Castaa
Castaa

Reputation: 185

Easiest method to configure clang++ to use g++/gcc STL headers in Cygwin?

I'm running the most up to date versions of clang++ (v3.1) and g++/gcc (v4.7.3) in Cygwin (32-bit). Everything is using the installed default configuration. This is a fresh install of Cygwin in Windows 8.

My issue is that clang++ cannot find the installed g++ STL headers to compile my project.

    #include <stdlib.h>
    #include <mutex>
    #include <thread>

    int main() {
        std::mutex myMutext;
        return 0;
    }

This sample code results in this error when compiled. Notice the libc stdlib.h header compiles without error. It's that isn't found. I've tried other STL headers as a test, same error.

clang++ -c -o test.o test.cpp

    test.cpp:2:10: fatal error: 'mutex' file not found
    #include <mutex>
              ^
    1 error generated.

After some searching it seems the suggested options are recompiling the entire clang project and adding the header paths to its source or manually adding all the g++ STL header paths to my makefile both of which seem kind of hacky.

There has to be an easier option, right?

Upvotes: 3

Views: 4511

Answers (2)

Holmes Conan
Holmes Conan

Reputation: 1241

I don't know if you have solve it, but I have a simpler solution: just make s symlink of 4.7.3 to 4.5.3 and compile your code with -lstdc++ option, all will done.

Upvotes: 3

nmaier
nmaier

Reputation: 33212

clang++ will be build (compile-time) against specific versions of libstdc++ by default (IIRC). It will not check the system for newer versions at runtime.

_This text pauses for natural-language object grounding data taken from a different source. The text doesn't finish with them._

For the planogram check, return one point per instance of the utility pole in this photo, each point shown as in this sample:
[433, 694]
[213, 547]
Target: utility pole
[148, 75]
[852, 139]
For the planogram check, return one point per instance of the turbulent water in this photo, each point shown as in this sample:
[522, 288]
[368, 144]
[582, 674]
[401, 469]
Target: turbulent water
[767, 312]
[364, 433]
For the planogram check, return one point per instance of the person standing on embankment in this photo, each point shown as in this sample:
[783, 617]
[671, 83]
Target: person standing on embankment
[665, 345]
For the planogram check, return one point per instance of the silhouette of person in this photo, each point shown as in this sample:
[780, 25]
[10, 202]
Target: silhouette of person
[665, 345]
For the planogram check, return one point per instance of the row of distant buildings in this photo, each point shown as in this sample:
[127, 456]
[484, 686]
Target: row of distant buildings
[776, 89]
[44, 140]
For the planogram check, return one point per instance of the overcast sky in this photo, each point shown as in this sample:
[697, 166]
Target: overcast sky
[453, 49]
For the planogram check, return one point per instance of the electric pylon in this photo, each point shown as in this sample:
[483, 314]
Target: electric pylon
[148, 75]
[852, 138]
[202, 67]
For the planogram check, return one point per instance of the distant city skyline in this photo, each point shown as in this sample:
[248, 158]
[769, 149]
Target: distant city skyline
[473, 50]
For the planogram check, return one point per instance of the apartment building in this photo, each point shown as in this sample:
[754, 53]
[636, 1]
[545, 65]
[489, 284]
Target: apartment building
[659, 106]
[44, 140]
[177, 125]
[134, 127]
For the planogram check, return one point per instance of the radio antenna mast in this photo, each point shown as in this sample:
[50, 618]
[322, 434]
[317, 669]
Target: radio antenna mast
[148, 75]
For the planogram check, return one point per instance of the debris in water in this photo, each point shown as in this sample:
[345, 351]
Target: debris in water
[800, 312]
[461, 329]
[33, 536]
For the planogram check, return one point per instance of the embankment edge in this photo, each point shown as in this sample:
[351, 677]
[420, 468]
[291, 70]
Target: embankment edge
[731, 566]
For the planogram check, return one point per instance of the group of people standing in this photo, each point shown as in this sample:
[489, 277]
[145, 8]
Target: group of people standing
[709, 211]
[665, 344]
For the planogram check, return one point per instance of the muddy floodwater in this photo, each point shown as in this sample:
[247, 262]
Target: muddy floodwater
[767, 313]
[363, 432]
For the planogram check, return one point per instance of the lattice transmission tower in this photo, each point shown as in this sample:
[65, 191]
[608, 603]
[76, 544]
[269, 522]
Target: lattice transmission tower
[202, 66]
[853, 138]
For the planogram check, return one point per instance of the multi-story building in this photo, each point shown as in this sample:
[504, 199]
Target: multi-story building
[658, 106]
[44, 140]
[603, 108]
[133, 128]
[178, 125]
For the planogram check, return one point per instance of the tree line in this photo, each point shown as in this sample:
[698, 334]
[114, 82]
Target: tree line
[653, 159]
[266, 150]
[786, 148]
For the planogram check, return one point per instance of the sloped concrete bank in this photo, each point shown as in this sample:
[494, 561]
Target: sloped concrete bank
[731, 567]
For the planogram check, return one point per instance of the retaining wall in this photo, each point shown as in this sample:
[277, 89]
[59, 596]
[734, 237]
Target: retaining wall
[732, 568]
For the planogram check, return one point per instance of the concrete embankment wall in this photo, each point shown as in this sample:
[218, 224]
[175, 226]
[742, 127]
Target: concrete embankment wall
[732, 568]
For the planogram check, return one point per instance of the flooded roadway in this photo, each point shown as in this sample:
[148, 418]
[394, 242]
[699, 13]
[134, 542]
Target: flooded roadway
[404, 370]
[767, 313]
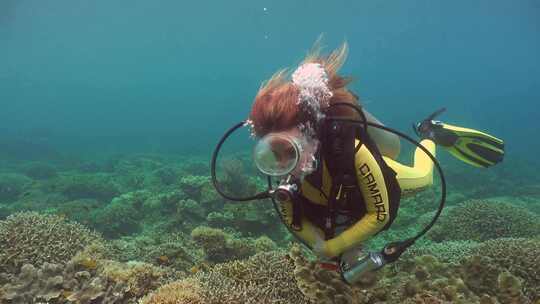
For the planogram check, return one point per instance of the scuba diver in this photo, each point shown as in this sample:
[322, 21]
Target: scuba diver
[339, 181]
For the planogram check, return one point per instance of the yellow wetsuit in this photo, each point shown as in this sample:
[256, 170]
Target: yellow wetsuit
[375, 195]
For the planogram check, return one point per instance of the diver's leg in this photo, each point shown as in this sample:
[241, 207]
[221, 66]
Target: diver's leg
[418, 176]
[388, 143]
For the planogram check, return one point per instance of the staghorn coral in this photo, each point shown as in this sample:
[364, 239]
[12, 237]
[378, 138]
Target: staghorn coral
[187, 291]
[220, 246]
[318, 284]
[33, 238]
[263, 278]
[158, 247]
[480, 220]
[85, 279]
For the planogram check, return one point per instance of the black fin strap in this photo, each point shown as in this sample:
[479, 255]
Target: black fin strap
[297, 215]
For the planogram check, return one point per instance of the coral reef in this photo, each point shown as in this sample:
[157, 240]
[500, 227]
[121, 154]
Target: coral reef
[519, 257]
[174, 250]
[220, 246]
[39, 170]
[98, 186]
[264, 278]
[480, 220]
[84, 280]
[32, 238]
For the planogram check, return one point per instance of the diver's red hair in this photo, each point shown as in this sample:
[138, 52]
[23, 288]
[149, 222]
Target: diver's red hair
[276, 105]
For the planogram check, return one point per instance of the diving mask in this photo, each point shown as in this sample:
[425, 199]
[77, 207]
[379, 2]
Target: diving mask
[277, 154]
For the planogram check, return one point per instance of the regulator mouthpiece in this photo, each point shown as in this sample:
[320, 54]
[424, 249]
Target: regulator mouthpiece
[276, 154]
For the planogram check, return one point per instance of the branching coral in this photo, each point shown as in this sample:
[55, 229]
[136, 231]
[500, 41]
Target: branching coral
[32, 238]
[85, 279]
[220, 246]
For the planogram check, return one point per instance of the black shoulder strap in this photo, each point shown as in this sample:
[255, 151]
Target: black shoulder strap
[339, 153]
[392, 186]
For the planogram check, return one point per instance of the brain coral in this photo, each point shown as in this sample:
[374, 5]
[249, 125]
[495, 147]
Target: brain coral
[33, 238]
[480, 220]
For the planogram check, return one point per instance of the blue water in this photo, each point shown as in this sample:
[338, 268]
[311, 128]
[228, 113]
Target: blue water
[173, 75]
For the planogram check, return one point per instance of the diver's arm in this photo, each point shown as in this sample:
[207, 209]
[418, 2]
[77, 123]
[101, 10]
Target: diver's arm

The libstdc++ the clang-3.1 package of cygwin seems to use is gcc-4.5.3, as indicated by the output of clang++ -v test.cc. gcc-4.5.3 is not installed in your enviroment, however.

Your options, none of which are great:

  • Downgrade gcc to 4.5.3 via the setup. However your C++11 code will still not compile, due to lack of support in the libstc++ that comes with gcc-4.5.3.
  • Build clang yourself, against the newer gcc.
  • Build clang yourself, with libc++. However, it is highly unlikely Windows is (fully) supported by it.
  • Use gcc-4.7 instead. The Windows support is far more mature in gcc right now anyway (and don't get me started about cross-compilers).